Perhaps predictably, the Film Distributors Association is calling for continued public support of distribution, perhaps now in the form of a new sizable BFI-run audience development fund. (Far more ambitious in scope that the P&A Fund set up in UKFC days.) As Batey puts it, “it would be incoherent as an industrial policy and arguably immoral” for the Government to overlook the work done by distributors “in connecting content with audiences.”

On the production front, the Producers Alliance for Cinema and Television (PACT) has welcomed the Review. “It (the Review) is very open, very inclusive,” comments Pact boss John McVay. “What we’re not doing is just ticking boxes for something that has already been decided.”

The Pact submission will be along familiar lines. “Our main contention is that the past decade saw the disempowerment of independent feature film producers in the UK,” McVay notes. Pact is continuing to press for producers to have access to enhanced recoupment corridors that will enable them to set up as sustainable businesses. One key proposal (first floated by Pact in March 2010) is that 100% of the public investment should be recouped by the producer. 70% of that money would then go into a lock box. 30% would be used by the producer to keep going until the financing had been secured for the next project.

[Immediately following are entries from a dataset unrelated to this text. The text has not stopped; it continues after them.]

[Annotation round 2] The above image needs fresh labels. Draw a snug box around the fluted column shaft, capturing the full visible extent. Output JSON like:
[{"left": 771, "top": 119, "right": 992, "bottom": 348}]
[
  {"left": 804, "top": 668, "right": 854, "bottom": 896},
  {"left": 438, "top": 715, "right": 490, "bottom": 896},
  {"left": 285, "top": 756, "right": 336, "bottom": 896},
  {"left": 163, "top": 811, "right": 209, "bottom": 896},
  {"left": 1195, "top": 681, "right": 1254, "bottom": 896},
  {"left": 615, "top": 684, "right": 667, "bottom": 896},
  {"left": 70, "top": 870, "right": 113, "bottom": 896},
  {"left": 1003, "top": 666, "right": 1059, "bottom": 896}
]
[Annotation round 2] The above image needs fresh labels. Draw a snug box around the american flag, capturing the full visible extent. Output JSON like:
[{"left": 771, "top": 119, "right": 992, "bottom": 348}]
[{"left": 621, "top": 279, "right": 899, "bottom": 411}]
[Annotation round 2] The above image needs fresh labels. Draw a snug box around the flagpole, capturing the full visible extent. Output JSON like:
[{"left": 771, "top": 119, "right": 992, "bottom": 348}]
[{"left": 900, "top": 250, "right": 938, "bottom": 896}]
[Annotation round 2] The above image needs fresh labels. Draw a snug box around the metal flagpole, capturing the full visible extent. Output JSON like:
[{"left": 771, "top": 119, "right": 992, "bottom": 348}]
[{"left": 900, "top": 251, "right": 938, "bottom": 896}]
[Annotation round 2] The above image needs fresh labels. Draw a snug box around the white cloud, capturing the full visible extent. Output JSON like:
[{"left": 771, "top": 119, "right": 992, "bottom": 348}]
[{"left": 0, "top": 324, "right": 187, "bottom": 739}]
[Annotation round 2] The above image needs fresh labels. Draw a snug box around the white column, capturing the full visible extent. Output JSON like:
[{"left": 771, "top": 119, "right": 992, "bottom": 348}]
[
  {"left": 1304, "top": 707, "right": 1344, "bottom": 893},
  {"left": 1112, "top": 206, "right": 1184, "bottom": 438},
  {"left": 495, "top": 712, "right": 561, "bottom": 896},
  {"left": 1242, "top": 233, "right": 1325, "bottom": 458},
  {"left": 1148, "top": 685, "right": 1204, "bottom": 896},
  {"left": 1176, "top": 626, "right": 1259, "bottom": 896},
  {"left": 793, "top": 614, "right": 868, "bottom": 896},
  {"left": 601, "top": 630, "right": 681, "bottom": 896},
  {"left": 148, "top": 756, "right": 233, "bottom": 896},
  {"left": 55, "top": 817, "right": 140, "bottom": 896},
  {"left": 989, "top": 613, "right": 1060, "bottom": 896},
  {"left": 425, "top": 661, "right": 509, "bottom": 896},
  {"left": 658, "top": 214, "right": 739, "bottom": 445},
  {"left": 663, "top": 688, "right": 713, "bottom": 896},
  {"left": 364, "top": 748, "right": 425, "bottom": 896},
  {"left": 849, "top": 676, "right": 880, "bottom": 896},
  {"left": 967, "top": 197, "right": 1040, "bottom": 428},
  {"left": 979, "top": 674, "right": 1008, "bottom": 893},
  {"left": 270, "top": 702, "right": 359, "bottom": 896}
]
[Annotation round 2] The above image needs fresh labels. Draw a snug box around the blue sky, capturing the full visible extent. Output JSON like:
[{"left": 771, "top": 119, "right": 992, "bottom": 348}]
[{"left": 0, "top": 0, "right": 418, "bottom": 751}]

Some producers have also been arguing for an “automatic” subsidy system

The BFI, now the lead body for film in the UK, is leading on one part of the review: the goal of increasing audience demand for film.

Meanwhile, Skillset’s submission will be flagging up the crucial importance of education and training to the film industry. “What we want to get across is that skills aren’t just about training. Skills are about how we do what we do,” says Dan Simmons, Film Project Manager for Talent and Business at Skillset. “It is an issue that cuts across every part of industry.”

At this stage, no-one can second guess what will be in Chris Smith’s report or how the Culture Minister will react to its recommendations.

As Batey puts it: “All bets are off. We are not assuming that anything (in terms of public funding for film) will continue beyond March 2012. It is a good opportunity at the very moment when we reach the digital tipping point in the UK to take a step back and look at the whole landscape for film.”